Fauré’s D Minor Trio, Op. 120, followed, and though not contemporary it was at the first notes of the allegro full of softly swirling echt harmonies and rhythms that one knew it was the product the French master. Fine ensemble playing was heard and the Lincoln built the many small climaxes deftly, with often modulations seamlessly unfolding. Beautiful playing followed in the andantino where Ms. Asnavoorian played the cantando espressivo theme with charming grace and didn’t cover her colleagues. The Lincoln captured the yearning sad character of the movement.

Ms. Ruhstrat and Mr. Cunliffe dug into their strings in the finale allegro in an approach that was never jocular, but close. Urgency and wonderfully lively rhythmic breaks characterized the performance, with much spontaneous excitement that developed in the five-minute movement. A convincing Fauré performance demands a refined sensibility and an urbane sound, and the Lincoln delivered it.

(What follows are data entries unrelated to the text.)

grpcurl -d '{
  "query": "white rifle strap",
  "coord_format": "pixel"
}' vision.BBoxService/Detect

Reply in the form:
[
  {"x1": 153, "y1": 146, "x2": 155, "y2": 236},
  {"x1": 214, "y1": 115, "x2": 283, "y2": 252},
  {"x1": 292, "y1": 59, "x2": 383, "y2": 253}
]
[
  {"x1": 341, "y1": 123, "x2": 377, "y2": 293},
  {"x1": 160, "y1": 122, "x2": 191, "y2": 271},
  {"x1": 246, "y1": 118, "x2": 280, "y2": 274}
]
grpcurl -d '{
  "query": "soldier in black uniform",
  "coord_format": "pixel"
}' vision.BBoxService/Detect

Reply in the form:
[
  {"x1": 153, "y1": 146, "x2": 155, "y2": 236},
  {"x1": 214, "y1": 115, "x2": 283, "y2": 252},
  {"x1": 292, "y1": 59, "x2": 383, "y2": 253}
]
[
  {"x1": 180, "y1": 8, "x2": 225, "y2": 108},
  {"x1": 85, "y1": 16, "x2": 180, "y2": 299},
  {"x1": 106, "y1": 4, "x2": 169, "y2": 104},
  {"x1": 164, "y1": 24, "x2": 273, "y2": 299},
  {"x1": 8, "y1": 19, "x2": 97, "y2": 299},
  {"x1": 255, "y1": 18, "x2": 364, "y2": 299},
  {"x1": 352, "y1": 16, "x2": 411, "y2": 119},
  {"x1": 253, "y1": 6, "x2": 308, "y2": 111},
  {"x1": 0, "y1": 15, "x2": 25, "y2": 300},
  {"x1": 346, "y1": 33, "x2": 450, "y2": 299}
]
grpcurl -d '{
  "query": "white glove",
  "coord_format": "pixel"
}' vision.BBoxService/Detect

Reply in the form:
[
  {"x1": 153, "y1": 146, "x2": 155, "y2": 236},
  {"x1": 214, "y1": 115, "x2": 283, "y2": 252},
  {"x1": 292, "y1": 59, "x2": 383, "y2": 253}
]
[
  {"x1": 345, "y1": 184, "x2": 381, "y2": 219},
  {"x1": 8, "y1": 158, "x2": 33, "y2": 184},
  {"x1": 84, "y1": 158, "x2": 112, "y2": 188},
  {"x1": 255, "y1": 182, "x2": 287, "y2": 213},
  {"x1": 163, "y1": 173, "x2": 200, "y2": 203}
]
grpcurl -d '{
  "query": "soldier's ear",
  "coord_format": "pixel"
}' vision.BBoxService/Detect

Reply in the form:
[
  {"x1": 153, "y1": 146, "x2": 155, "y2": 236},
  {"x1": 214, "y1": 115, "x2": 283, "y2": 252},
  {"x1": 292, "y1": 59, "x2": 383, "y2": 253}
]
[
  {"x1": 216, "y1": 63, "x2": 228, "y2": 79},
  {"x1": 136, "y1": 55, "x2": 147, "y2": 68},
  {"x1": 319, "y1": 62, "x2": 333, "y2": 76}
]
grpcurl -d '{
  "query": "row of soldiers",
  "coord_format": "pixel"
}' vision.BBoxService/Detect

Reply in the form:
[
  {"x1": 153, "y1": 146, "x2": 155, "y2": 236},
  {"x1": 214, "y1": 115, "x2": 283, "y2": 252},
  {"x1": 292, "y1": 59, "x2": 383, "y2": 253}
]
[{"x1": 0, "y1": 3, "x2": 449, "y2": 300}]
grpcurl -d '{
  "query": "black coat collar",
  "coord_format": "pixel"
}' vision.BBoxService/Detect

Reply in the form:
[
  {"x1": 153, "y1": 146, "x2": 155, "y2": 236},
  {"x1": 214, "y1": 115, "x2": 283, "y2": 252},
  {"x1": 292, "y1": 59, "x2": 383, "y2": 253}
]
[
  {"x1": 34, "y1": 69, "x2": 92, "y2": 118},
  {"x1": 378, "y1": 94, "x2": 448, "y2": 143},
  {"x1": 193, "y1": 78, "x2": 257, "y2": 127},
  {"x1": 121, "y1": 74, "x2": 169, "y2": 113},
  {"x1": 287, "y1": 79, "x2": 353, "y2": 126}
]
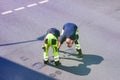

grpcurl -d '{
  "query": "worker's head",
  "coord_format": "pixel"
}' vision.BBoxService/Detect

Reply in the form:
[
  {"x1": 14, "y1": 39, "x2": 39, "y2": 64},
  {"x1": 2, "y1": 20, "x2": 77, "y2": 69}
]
[{"x1": 65, "y1": 38, "x2": 74, "y2": 48}]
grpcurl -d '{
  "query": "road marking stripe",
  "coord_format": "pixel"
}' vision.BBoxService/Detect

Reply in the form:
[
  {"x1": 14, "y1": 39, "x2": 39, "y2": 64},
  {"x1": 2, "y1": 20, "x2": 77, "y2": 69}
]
[
  {"x1": 14, "y1": 7, "x2": 25, "y2": 11},
  {"x1": 1, "y1": 10, "x2": 13, "y2": 15},
  {"x1": 27, "y1": 3, "x2": 38, "y2": 8},
  {"x1": 1, "y1": 0, "x2": 49, "y2": 15},
  {"x1": 38, "y1": 0, "x2": 48, "y2": 4}
]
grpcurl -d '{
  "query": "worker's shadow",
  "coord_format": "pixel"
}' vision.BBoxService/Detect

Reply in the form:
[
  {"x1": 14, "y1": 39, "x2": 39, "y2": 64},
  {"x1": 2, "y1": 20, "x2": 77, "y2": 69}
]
[
  {"x1": 0, "y1": 35, "x2": 45, "y2": 46},
  {"x1": 55, "y1": 49, "x2": 104, "y2": 76}
]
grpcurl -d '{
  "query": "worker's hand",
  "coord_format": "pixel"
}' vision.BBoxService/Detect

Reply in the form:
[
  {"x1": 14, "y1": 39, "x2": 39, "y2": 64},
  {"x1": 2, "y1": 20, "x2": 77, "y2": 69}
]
[{"x1": 58, "y1": 47, "x2": 60, "y2": 52}]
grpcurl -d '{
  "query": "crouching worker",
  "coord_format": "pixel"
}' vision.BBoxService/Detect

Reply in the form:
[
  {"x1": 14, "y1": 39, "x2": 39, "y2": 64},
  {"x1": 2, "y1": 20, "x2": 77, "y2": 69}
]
[
  {"x1": 42, "y1": 28, "x2": 61, "y2": 66},
  {"x1": 58, "y1": 23, "x2": 83, "y2": 57}
]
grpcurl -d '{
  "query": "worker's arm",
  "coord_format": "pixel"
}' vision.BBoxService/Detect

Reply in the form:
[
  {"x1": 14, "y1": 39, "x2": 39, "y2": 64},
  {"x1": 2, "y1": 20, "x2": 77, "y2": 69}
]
[{"x1": 58, "y1": 38, "x2": 61, "y2": 50}]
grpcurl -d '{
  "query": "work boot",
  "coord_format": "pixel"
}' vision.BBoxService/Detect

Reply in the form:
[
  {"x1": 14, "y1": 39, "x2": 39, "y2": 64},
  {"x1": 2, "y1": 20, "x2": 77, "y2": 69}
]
[
  {"x1": 55, "y1": 61, "x2": 61, "y2": 67},
  {"x1": 44, "y1": 60, "x2": 48, "y2": 64},
  {"x1": 76, "y1": 49, "x2": 83, "y2": 58}
]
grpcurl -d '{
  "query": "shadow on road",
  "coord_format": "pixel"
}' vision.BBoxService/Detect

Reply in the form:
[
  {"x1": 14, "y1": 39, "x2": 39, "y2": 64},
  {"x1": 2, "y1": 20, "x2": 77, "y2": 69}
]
[
  {"x1": 54, "y1": 50, "x2": 104, "y2": 75},
  {"x1": 0, "y1": 57, "x2": 55, "y2": 80},
  {"x1": 0, "y1": 35, "x2": 45, "y2": 46}
]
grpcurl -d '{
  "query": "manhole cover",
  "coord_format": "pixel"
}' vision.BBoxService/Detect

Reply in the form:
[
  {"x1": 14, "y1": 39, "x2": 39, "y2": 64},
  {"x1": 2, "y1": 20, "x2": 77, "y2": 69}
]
[
  {"x1": 32, "y1": 62, "x2": 45, "y2": 69},
  {"x1": 49, "y1": 73, "x2": 56, "y2": 78}
]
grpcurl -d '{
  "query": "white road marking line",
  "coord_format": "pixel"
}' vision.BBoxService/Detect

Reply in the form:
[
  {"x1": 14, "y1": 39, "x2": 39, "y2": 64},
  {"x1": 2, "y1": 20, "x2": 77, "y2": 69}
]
[
  {"x1": 27, "y1": 3, "x2": 38, "y2": 8},
  {"x1": 38, "y1": 0, "x2": 49, "y2": 4},
  {"x1": 1, "y1": 0, "x2": 49, "y2": 15},
  {"x1": 1, "y1": 10, "x2": 13, "y2": 15},
  {"x1": 14, "y1": 7, "x2": 25, "y2": 11}
]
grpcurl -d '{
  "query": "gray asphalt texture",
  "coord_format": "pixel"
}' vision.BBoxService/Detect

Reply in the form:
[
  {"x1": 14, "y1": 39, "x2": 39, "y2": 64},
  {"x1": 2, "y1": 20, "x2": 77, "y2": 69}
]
[{"x1": 0, "y1": 0, "x2": 120, "y2": 80}]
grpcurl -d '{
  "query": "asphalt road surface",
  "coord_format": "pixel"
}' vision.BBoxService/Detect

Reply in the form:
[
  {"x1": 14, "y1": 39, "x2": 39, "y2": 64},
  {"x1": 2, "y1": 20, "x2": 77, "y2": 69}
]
[{"x1": 0, "y1": 0, "x2": 120, "y2": 80}]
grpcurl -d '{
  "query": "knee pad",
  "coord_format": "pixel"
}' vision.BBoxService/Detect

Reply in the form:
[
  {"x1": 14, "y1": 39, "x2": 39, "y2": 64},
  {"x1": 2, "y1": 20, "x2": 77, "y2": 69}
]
[{"x1": 52, "y1": 39, "x2": 56, "y2": 45}]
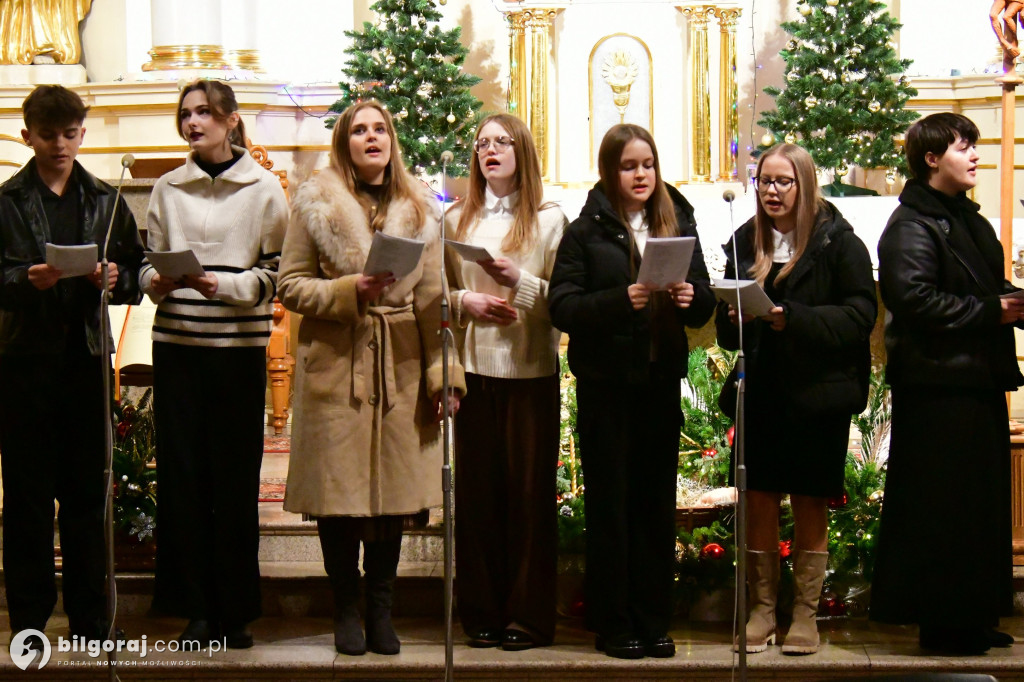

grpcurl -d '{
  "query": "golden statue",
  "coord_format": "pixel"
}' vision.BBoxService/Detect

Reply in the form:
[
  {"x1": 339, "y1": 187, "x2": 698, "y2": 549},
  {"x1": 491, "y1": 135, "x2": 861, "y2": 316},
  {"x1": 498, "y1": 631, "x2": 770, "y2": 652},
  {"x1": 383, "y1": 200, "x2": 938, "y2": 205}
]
[{"x1": 0, "y1": 0, "x2": 92, "y2": 65}]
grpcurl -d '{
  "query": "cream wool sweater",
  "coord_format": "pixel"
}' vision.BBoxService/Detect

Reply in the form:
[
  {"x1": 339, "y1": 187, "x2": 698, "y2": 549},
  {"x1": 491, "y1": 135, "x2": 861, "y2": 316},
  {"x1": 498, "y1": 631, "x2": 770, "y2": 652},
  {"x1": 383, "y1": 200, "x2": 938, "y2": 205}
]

Joaquin Turina’s early F Major Trio has been a Lincoln specialty, played and recorded far less than the Op. 35 and Op. 76 Turina Trios. The four-movement piece at times has reference to the two Arensky and other Russian Trios, and the playing in the opening lento – allegro had strong thematic projection in the march-like themes, and pedal point in the piano part. Slow descending passages characterized the andante, a beguiling threnody. Ms. Aznavoorian’s octave playing was forceful, and the big climax had a Spanish sound. Unison string playing was very good, often in the higher registers, and the lively scherzo with pizzicato strings was surprisingly lightweight.

Muscular and loud playing was heard in the concluding andante grandiose, a fast and impulsive romp that had echoes of the music of Franck and Bizet. Fauré chamber compositions masterfully combine throttled excitement with elegance, and the Lincoln conveyed these characteristics perfectly. Applause was generous but not loud.

A short and intense work by Juan Antonio Cuellar, a Colombian composer associated with the University of Indiana, closed then program. It was a jerky piece, menacing, dissonant and replete with repetitive phrases. A samba rhythm rolled in and the Lincoln gave the interpretation instrumental power and excitement. The specter of Gustavo Dudamel’s athletic conducting and musical juice came to mind.

On the next day the Lincoln Trio played a slightly expanded version of this program in the Music at Oakmont Series in Berger Auditorium.